Guest Column | February 12, 2018

How To Build A Value-Added GMP Supplier Management Program

By Mark Durivage, Quality Systems Compliance LLC

Gears In Hands

Typically, supplier management programs use a supplier survey or an on-site audit to verify if a supplier is compliant with the requirements of a standard or regulation. However, for a supplier management program to provide added value to an organization, the supplier evaluation should look beyond the requirements of a standard or regulation. A value-added supplier management program should also consider items such as supplier capability, capacity, and contingency planning.
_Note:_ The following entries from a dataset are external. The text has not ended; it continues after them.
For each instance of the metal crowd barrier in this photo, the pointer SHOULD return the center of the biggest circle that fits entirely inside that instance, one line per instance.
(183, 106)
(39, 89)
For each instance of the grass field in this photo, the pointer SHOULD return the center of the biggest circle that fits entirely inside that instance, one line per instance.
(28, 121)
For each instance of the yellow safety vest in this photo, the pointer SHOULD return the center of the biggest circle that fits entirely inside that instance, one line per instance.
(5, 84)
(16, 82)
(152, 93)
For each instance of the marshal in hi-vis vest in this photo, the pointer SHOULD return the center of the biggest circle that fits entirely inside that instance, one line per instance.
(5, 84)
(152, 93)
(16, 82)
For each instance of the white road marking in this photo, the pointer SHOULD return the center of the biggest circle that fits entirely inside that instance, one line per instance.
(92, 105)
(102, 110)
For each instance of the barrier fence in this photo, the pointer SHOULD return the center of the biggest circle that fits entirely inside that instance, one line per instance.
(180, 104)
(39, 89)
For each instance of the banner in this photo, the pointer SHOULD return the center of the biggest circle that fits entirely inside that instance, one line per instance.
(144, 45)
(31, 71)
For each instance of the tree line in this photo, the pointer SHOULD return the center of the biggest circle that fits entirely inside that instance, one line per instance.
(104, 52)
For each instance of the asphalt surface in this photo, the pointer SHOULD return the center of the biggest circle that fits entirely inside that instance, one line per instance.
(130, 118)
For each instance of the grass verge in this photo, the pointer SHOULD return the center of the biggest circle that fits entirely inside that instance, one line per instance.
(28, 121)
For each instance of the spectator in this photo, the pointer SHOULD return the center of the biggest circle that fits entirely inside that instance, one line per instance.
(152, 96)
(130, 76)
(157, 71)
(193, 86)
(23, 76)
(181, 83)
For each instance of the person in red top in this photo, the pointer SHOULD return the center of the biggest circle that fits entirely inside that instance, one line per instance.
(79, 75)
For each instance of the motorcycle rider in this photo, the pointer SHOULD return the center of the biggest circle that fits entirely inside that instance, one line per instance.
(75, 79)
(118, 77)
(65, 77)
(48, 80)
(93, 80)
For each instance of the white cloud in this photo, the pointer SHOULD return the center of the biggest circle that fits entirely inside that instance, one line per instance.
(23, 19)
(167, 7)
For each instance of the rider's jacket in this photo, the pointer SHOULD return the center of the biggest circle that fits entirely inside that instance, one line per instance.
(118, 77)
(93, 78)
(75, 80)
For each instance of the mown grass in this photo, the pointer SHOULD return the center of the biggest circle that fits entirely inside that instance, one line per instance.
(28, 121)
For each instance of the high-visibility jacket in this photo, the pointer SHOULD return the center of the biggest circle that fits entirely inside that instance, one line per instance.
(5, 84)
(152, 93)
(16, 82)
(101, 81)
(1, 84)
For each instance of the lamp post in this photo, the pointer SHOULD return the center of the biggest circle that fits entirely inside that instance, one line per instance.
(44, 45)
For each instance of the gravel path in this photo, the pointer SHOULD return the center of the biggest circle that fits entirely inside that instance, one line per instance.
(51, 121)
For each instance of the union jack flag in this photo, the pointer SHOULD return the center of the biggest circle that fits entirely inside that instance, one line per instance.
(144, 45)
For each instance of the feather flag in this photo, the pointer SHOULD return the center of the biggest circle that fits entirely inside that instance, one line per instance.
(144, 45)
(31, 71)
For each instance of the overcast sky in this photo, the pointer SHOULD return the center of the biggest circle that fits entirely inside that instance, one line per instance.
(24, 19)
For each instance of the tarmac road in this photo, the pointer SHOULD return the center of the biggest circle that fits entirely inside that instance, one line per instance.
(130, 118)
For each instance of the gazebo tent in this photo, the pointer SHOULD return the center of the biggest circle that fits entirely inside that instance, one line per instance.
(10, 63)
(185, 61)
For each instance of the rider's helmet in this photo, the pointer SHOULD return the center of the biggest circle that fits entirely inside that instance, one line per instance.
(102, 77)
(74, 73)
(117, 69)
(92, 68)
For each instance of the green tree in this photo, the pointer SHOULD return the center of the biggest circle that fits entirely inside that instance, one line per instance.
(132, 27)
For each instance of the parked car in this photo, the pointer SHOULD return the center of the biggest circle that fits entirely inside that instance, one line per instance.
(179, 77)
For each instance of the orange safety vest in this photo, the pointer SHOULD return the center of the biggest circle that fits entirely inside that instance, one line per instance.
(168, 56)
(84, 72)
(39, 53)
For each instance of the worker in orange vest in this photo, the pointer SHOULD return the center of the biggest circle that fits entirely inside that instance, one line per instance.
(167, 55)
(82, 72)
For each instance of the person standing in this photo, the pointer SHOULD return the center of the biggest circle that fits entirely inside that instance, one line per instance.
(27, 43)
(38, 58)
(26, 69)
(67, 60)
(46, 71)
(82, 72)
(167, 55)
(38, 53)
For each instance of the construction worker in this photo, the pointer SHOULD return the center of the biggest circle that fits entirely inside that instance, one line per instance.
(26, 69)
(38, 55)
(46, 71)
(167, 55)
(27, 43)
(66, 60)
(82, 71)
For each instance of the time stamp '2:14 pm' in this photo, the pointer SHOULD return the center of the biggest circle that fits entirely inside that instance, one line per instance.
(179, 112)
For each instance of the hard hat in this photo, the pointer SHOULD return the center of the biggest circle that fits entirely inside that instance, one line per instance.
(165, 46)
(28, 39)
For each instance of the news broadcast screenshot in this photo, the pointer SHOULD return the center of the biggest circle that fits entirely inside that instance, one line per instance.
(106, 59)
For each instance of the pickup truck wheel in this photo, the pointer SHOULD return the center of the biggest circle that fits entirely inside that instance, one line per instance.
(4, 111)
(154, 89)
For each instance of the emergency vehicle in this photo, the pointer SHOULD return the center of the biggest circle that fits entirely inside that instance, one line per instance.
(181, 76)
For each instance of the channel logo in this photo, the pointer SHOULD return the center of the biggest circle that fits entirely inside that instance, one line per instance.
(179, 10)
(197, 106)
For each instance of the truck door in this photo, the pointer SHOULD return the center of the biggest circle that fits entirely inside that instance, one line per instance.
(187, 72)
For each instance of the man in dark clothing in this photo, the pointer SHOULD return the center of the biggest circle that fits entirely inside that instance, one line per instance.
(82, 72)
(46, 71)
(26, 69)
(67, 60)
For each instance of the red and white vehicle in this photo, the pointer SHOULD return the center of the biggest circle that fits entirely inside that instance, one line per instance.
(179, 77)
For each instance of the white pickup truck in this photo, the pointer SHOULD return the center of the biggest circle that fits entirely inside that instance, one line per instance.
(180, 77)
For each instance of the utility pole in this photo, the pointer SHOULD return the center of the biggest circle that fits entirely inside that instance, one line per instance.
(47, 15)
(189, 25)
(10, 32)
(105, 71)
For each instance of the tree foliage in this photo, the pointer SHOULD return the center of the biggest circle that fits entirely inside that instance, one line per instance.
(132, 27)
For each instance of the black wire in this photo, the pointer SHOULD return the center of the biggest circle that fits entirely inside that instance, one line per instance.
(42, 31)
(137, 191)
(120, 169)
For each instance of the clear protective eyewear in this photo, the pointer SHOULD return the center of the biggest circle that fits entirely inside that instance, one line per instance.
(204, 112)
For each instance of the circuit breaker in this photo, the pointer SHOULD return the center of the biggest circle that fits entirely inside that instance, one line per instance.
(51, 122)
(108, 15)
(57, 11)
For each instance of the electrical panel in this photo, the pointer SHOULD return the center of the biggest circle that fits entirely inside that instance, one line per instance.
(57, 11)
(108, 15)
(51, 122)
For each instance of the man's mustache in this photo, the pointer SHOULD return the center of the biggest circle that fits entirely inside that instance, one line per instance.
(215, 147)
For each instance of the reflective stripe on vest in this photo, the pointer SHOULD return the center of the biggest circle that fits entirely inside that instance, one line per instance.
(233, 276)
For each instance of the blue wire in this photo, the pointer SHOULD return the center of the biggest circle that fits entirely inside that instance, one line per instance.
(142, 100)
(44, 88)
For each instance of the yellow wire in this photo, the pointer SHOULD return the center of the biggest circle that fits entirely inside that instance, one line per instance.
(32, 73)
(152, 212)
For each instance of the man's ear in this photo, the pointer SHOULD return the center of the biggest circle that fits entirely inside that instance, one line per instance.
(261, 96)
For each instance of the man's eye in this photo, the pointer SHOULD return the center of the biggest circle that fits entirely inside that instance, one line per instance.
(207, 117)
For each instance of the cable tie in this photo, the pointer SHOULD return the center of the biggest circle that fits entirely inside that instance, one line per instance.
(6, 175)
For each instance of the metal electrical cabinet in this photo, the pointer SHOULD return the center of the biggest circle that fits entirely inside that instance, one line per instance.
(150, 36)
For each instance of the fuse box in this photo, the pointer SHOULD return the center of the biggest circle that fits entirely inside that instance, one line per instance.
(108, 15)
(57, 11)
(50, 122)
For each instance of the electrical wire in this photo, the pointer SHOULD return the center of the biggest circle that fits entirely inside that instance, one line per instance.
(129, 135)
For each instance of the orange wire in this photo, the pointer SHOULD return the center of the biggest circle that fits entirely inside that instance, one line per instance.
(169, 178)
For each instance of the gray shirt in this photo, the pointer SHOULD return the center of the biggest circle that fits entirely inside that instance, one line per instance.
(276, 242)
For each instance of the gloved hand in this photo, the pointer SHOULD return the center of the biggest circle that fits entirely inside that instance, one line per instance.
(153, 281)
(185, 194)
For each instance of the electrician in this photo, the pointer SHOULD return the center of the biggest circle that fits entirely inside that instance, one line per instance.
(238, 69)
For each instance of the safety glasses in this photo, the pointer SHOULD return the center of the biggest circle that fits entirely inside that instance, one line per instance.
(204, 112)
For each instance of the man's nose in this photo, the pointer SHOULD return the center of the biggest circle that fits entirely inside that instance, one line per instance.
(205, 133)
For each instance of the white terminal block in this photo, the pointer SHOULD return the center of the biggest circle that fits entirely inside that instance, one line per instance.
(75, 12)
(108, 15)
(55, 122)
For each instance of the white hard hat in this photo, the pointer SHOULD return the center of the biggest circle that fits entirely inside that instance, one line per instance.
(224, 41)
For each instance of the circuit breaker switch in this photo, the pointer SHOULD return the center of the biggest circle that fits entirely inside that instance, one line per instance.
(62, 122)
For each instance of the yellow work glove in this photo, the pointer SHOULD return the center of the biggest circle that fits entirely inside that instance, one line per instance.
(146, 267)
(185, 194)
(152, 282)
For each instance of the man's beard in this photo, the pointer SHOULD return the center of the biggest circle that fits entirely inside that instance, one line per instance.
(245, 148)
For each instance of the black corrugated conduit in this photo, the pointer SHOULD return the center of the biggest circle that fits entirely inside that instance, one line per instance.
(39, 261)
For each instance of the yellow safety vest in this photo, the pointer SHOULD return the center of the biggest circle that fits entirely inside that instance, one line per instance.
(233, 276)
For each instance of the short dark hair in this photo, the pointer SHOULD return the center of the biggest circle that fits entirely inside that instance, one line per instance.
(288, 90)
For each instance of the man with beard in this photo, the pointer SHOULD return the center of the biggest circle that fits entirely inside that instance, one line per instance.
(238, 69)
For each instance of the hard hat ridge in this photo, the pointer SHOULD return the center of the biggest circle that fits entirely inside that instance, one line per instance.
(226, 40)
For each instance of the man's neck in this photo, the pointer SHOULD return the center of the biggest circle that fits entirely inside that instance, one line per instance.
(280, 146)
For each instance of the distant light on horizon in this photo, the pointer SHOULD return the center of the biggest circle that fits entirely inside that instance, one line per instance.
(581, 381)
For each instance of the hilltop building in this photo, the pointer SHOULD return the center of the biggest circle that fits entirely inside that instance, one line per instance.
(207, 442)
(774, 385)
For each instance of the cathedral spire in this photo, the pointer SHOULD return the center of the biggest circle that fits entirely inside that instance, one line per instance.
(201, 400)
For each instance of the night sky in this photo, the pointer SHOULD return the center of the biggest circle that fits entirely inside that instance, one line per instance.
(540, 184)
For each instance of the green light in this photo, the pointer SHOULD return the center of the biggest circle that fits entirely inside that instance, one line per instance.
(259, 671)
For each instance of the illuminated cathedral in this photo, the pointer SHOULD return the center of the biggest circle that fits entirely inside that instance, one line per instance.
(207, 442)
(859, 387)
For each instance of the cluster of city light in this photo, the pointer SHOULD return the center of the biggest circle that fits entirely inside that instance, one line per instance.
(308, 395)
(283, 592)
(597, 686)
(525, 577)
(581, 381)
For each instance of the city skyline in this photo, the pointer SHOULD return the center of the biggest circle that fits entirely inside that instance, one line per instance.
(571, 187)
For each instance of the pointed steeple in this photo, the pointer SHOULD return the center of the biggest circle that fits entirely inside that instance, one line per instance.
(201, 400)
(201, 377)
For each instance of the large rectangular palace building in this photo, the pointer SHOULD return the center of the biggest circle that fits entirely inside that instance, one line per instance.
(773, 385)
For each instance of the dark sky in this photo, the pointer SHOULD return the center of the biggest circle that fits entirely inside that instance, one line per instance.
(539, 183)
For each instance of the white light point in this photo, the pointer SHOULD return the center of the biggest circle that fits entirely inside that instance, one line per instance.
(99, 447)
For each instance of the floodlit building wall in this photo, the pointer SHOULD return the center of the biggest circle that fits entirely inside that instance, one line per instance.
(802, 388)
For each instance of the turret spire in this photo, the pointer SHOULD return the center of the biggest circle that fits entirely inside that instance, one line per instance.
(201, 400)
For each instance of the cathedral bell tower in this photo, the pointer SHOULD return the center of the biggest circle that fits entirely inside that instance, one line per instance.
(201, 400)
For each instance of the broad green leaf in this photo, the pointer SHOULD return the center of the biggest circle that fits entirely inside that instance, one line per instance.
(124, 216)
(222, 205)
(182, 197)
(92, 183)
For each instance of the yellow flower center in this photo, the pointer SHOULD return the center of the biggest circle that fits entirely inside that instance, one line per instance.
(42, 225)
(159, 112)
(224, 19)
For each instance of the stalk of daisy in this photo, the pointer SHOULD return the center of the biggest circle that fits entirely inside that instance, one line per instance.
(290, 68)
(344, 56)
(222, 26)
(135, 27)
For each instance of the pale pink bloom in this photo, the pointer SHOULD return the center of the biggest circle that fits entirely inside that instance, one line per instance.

Requirements And Background

There are several International Organization for Standardization (ISO) standards, Food and Drug Administration (FDA) regulations, and national and international guidance documents that provide direction and lay out the framework for successfully implementing, maintaining, and sustaining an effective and robust quality management system, regardless of company type or size or the products and services it provides, requiring the use of risk-based thinking to manage suppliers. These include but are not limited to the following:

ISO 9001:2015 - Quality management systems — Requirements

8.4.1 The organization shall ensure that externally provided processes, products and services conform to requirements. The organization shall determine the controls to be applied to externally provided processes, products and services when:

a) products and services from external providers are intended for incorporation into the organization’s own products and services;

b) products and services are provided directly to the customer(s) by external providers on behalf of the organization;

c) a process, or part of a process, is provided by an external provider as a result of a decision by the organization.

The organization shall determine and apply criteria for the evaluation, selection, monitoring of performance, and re-evaluation of external providers, based on their ability to provide processes or products and services in accordance with requirements. The organization shall retain documented information of these activities and any necessary actions arising from the evaluations.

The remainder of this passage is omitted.